Fundamentals of memory management and allocation
Memory management is a sufficiently challenging technique to incorporate in application development. One of the top challenges is knowing when to retain or discard data. While the concept sounds easy, the fact that it is an entire field of study speaks volumes. Ideally, programmers wouldn’t need to worry about the details in between, but knowing different techniques and how they can be used to ensure maximum efficiency is essential.
Contiguous allocation is the oldest and most straightforward allocation method. When a process is about to execute, and memory is requested, the required memory is compared to the available memory. If sufficient contiguous memory can be found, then allocation occurs, and the process can execute successfully. If an adequate amount of memory contiguous memory blocks cannot be found, then the process will remain in limbo until sufficient memory can be found.

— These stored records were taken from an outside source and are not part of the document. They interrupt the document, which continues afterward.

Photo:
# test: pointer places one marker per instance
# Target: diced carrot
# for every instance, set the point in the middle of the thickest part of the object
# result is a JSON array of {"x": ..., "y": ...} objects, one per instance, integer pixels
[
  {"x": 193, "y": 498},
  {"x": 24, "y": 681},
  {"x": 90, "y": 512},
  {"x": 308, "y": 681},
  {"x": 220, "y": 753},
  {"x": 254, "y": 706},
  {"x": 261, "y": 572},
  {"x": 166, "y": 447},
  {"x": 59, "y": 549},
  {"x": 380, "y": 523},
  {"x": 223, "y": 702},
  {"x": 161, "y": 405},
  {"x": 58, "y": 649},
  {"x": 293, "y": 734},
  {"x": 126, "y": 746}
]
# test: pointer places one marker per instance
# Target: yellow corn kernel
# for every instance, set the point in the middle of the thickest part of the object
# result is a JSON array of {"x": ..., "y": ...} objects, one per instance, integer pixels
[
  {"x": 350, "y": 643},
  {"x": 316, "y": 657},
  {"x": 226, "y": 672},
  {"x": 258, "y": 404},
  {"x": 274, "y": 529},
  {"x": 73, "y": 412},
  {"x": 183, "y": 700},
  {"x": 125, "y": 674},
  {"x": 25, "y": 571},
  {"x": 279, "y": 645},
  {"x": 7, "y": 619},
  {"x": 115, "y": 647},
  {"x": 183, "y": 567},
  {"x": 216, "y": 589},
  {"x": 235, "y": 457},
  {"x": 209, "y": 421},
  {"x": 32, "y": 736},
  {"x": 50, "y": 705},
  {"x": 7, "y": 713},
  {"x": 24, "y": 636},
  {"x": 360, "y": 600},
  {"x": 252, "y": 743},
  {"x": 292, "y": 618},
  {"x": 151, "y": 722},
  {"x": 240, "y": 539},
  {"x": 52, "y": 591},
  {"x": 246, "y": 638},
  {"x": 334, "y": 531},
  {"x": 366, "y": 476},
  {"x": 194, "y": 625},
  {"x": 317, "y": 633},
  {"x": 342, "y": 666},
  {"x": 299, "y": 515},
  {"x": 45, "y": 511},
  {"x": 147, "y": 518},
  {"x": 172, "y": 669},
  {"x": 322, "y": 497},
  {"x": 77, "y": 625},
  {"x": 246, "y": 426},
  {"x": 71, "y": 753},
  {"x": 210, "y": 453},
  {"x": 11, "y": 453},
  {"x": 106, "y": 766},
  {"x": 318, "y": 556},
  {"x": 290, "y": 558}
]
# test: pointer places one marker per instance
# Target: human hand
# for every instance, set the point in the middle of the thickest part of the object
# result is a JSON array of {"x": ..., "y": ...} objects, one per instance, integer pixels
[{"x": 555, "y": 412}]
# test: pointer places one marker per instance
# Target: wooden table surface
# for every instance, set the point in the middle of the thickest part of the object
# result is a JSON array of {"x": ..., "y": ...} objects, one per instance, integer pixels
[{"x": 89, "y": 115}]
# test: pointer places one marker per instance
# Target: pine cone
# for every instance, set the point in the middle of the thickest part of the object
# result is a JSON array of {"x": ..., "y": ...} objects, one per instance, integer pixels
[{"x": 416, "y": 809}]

Figure 1.4 shows how memory blocks are aligned and how the assignment is attempted in contiguous allocation. Conceptually, memory blocks are sequentially laid out, and when allocation is required, it is best to place the data being allocated in blocks beside each other or contiguously. This makes read/write operations in applications that rely on the allocated data more efficient.
Figure 1.4 – How contiguous allocation works
The preference for contiguously allocated blocks is evident when we consider that contiguous memory blocks are more accessible to read and manipulate than non-contiguous blocks. One drawback, however, is that memory might not be used effectively since the entire allocation must be successful, or the allocation will fail. For this reason, memory might not get allocated to smaller contiguous blocks.
As developers, we can use the following tips as guidelines to ensure that contiguous allocation occurs in our applications:
- Static allocation – We can ensure that we use variables and data structures where a fixed size is known and allocated at application runtime. For instance, arrays are allocated contiguously in memory.
- Dynamic allocation – We can manually manage memory blocks of fixed sizes. Some languages, such as C and C++, allow you to allocate memory on the fly using functions such as
malloc()
andcalloc()
. Similarly, you can prevent fragmentation by deallocating memory when it is no longer in use. This ensures that memory is being used and freed as efficiently as possible. - Memory pooling – You can reserve a fixed memory space when the application starts. This fixed space in memory will be used exclusively by the application for any resource requirements during the runtime of the application. The allocation and deallocation of memory blocks will also be handled manually, as seen previously.
These techniques can help developers write applications that ensure contiguous memory allocation as and when necessary for certain systems and performance-critical applications.
With contiguous memory, we have the options of stack and heap allocation. Stack allocation pre-arranges the memory allocation and implements it during compilation, while heap allocation is done during runtime. Stack allocation is more commonly used for contiguous allocation, and this is a perfect match since allocation happens in predetermined blocks. Heap allocation is a bit more difficult since the system must find enough memory, which might not be possible. For this reason, heap allocation suits non-contiguous allocation.
Non-contiguous allocation, in contrast to contiguous allocation, allows memory to be allocated across several memory blocks that might not be beside each other. This means that if two blocks are needed for allocation and are not beside each other, then allocation will still be successful.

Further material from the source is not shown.